Beijing-based photographer Shi Guorui is internationally recognized for his large-scale photographs produced with a camera obscura, including projects at the Great Wall of China, the Shanghai riverfront, and K2, the second highest mountain in the world. The resulting images, some as wide as fifteen feet, emphasize the iconic status of each location and commemorate the human endeavor associated with it. The artist's projects normally require months of planning and often entail several weeks of on-site shooting. He builds his massive camera into the landscape, and exposures often last several hours.
He writes: “All the locations I photograph have one feature in common, a rich role in the lives of humans. There are printed thoughts, notions, feelings, and memories left behind in history by humans while exploring and changing the world. Time flies and things change. All the way through history natural scenery and constructions remain (barring earthquakes!) while relevant people disappear. Living in the present, how can we recapture and reproduce historical thoughts, opinions, feelings or memories by means of photography? And what new experiences and feelings can we come up with during the process of recapture and reproduction?”

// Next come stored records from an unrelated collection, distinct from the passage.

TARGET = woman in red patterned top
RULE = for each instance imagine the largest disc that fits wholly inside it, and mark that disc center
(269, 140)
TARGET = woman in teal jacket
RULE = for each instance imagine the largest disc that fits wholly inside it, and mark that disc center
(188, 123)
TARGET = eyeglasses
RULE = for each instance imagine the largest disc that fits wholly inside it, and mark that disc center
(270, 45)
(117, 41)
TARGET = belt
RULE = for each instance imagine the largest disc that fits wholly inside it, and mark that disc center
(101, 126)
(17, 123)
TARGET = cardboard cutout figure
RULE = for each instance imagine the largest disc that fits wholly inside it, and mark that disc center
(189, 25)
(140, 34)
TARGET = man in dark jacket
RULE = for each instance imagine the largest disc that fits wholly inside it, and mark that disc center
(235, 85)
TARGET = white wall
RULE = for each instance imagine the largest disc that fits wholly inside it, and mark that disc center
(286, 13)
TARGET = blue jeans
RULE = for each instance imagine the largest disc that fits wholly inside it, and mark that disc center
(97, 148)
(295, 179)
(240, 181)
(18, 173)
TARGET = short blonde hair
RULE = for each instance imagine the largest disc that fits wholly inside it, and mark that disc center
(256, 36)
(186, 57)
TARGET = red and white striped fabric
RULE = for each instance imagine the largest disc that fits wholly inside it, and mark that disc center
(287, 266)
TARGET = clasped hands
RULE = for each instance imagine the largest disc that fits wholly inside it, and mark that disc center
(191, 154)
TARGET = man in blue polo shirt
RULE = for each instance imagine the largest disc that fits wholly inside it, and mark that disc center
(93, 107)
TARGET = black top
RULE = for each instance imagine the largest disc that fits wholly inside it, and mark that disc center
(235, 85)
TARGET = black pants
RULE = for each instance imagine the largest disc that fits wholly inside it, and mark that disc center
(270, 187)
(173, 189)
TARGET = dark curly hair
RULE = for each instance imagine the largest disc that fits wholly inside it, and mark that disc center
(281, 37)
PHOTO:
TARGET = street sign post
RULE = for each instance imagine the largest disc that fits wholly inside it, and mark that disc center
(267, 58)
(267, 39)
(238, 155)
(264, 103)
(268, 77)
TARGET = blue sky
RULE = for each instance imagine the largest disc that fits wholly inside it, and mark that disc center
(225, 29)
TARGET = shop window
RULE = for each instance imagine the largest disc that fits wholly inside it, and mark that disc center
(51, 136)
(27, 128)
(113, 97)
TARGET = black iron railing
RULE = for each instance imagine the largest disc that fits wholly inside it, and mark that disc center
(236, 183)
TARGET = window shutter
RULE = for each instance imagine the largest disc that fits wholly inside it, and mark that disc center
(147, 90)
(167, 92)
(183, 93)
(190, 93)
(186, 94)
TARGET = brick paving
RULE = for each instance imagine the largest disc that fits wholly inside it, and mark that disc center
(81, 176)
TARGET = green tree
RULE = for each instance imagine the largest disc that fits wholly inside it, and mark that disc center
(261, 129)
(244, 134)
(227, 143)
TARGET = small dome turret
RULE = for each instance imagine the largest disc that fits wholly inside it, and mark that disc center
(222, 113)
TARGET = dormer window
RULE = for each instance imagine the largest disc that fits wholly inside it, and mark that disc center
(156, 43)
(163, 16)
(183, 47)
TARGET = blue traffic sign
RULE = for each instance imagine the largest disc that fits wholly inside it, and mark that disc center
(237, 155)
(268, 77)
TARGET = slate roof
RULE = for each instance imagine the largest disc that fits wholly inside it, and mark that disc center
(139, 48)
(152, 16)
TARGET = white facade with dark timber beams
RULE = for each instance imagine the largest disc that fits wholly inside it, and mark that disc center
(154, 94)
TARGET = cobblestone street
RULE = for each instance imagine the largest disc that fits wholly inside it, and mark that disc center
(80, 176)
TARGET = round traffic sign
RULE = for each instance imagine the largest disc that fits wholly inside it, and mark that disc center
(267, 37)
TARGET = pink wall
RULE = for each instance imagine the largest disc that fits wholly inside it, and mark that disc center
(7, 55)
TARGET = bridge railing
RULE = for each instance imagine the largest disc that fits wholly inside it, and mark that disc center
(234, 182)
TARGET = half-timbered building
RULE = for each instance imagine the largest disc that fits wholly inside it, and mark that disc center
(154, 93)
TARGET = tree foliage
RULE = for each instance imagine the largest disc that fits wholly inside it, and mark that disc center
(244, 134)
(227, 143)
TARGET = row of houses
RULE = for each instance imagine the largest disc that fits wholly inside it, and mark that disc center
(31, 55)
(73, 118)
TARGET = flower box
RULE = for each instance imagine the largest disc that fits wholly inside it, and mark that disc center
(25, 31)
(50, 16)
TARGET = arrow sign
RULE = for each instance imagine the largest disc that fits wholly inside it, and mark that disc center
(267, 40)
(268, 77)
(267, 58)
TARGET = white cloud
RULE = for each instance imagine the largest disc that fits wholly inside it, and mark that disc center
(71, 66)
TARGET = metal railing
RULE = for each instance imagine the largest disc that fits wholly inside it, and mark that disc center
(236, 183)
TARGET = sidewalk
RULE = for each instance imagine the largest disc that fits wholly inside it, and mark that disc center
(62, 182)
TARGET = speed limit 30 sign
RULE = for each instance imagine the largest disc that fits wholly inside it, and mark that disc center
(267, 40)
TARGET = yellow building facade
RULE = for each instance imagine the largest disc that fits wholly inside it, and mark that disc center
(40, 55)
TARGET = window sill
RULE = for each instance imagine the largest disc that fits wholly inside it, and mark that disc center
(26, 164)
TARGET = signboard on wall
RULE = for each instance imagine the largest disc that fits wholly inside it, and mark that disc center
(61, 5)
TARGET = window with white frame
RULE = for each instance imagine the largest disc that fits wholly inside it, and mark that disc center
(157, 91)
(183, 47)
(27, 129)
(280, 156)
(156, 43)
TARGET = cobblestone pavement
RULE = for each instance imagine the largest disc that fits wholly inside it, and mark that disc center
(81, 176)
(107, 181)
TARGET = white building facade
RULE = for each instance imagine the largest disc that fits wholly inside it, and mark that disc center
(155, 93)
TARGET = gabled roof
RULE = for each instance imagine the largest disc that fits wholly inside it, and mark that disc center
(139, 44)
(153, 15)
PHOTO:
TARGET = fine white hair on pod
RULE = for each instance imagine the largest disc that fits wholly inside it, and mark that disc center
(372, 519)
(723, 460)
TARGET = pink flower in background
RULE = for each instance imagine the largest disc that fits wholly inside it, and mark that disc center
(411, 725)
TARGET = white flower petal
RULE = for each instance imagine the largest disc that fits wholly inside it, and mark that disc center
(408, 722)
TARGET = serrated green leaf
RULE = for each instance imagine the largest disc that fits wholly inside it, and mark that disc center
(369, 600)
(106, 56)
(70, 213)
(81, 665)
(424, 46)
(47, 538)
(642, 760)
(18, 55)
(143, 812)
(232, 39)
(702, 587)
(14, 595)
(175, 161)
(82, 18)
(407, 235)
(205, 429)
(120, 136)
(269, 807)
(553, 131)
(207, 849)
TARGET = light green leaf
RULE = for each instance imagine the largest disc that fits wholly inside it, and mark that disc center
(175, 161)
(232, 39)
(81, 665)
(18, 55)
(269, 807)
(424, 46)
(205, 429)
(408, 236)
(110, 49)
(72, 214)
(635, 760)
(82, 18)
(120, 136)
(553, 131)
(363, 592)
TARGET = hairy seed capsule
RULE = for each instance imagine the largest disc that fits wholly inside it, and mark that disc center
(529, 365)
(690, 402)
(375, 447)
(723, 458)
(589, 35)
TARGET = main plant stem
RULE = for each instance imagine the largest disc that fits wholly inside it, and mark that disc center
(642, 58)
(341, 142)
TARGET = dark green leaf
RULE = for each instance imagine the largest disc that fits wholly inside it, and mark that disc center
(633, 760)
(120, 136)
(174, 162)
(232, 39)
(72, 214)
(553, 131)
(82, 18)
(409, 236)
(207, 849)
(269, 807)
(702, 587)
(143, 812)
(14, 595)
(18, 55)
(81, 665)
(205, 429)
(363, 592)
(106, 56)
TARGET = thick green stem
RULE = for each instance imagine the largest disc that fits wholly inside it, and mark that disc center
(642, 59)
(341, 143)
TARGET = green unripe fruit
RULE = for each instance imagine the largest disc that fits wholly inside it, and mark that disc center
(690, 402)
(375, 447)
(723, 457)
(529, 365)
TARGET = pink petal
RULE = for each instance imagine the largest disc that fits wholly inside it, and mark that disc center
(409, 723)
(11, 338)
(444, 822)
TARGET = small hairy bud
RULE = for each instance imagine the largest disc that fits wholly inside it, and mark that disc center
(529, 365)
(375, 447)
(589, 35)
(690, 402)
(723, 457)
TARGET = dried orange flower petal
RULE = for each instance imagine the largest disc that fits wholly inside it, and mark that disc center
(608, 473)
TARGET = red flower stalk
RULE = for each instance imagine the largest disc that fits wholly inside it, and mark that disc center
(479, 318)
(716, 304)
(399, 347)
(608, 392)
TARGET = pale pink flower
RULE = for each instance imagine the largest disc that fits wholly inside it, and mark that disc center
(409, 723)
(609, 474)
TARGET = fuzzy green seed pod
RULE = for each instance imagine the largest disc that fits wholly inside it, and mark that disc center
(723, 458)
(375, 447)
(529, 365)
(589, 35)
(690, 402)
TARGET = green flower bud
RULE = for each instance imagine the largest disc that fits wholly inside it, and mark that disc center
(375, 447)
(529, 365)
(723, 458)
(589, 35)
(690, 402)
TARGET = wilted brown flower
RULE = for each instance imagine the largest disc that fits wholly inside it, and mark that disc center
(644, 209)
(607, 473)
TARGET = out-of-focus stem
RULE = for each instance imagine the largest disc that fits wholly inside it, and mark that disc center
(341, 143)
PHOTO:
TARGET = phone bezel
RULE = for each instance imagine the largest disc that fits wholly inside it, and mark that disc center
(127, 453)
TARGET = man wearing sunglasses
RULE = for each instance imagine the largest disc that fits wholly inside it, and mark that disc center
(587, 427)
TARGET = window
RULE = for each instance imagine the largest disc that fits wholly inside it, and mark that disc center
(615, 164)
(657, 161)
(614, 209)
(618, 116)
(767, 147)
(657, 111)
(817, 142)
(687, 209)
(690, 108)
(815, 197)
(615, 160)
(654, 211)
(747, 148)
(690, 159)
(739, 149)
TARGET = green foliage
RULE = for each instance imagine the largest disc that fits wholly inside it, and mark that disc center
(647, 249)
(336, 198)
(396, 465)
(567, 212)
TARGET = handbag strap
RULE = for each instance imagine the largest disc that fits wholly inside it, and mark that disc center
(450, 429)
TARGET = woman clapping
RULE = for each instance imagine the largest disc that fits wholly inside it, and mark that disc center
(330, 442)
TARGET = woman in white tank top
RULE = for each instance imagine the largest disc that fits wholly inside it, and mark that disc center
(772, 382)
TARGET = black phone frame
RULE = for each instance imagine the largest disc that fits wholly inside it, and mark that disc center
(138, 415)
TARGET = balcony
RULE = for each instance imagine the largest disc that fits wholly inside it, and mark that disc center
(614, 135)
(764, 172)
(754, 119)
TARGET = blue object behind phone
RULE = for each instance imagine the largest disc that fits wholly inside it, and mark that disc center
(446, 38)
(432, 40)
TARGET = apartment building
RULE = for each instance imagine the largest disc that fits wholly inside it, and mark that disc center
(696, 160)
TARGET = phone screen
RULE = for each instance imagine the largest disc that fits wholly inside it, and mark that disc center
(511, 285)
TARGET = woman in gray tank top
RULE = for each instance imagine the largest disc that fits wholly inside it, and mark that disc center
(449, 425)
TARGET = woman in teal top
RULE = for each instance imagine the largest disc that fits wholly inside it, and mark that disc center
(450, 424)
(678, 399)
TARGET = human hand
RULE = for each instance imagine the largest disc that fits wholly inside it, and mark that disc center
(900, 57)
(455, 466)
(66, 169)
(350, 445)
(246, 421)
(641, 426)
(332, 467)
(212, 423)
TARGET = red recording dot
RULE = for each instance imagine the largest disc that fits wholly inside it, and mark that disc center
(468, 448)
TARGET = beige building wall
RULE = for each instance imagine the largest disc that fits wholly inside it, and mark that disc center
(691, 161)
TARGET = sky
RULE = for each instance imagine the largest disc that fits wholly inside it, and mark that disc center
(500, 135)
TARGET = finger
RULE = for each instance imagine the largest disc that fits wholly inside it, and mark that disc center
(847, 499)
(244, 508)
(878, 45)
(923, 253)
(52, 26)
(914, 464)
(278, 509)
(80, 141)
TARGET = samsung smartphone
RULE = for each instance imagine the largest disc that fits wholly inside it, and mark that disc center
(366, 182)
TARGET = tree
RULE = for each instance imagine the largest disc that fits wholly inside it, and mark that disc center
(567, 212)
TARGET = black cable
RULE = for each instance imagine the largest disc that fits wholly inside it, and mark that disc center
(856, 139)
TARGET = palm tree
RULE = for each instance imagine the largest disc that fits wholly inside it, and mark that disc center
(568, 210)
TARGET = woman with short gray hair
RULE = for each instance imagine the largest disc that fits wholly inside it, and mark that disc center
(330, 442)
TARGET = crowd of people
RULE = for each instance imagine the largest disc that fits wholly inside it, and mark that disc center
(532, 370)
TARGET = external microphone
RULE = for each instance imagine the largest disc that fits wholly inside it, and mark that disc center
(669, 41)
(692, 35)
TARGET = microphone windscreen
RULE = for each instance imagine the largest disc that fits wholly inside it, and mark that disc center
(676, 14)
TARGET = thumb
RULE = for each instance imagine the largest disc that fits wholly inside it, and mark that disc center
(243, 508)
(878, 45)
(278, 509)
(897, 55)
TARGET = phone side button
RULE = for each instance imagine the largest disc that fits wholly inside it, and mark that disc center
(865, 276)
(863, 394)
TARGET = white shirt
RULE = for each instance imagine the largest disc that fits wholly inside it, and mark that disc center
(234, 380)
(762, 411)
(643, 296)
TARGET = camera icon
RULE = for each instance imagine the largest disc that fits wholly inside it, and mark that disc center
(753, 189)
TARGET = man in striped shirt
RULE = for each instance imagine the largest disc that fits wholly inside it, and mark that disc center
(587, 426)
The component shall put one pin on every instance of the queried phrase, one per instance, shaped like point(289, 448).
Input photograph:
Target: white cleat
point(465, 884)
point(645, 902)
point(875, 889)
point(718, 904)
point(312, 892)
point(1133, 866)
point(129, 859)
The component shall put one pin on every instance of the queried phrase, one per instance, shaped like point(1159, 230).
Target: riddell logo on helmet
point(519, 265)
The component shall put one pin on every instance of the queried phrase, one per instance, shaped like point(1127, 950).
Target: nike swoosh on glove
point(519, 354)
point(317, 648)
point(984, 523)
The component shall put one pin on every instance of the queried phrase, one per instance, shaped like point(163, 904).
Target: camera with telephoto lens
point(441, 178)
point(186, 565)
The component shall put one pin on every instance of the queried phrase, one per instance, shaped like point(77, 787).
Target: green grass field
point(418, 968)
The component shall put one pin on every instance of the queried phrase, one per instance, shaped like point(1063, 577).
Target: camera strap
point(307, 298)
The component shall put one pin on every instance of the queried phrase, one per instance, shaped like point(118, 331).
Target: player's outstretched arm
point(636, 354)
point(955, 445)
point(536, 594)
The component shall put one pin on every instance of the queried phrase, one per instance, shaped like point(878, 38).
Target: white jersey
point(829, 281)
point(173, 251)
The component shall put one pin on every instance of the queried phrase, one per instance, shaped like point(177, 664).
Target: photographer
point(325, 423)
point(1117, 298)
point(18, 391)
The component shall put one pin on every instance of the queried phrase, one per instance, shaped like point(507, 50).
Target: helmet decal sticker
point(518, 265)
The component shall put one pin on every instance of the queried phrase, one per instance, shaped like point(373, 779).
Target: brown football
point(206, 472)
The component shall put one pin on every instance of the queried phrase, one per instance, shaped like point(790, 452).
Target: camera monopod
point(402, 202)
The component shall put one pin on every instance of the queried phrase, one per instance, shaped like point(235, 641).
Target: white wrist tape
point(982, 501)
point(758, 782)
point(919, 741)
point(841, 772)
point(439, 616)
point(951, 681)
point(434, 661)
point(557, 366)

Here, Shi Guorui presents images that contain objects from the permanent collection of the Fine Arts Museums of San Francisco. Made during a residency in the Bay Area, these life-size photograms were the subject of a subsequent exhibition at the de Young Museum in 2007 as part of its Collection Connections series.
Shi Guorui was born in 1964 in Shanxi Province of China. In 1992, he graduated from the Photography Department of Nanjing Normal University. Since 2002, Shi has exhibited extensively worldwide. His recent selected solo exhibitions include Shi Guorui: Scenes, F2 Gallery, Beijing (2011); The Same is Not the Same: Shi Guorui & Andrea Good, Offene Kirche Elisabethen Basel, Switzerland (2010); Reproduction and Refashioning, The de Young Museum, San Francisco (2007). His recent selected group exhibitions include Developed and Undeveloped: Photographic Landscapes, The de Young Museum, San Francisco (2010-2011); Chinese Windows 2010: Big Draft – Shanghai – Chinese Contemporary Art from the Sigg Collection, Kunstmuseum Bern, Switzerland (2010); The State of Thing: The Exchanging of Contemporary Art Between China and Belgium, Centre for Fine Arts (BOZAR), Brussels (2009). Shi currently lives and works in Beijing.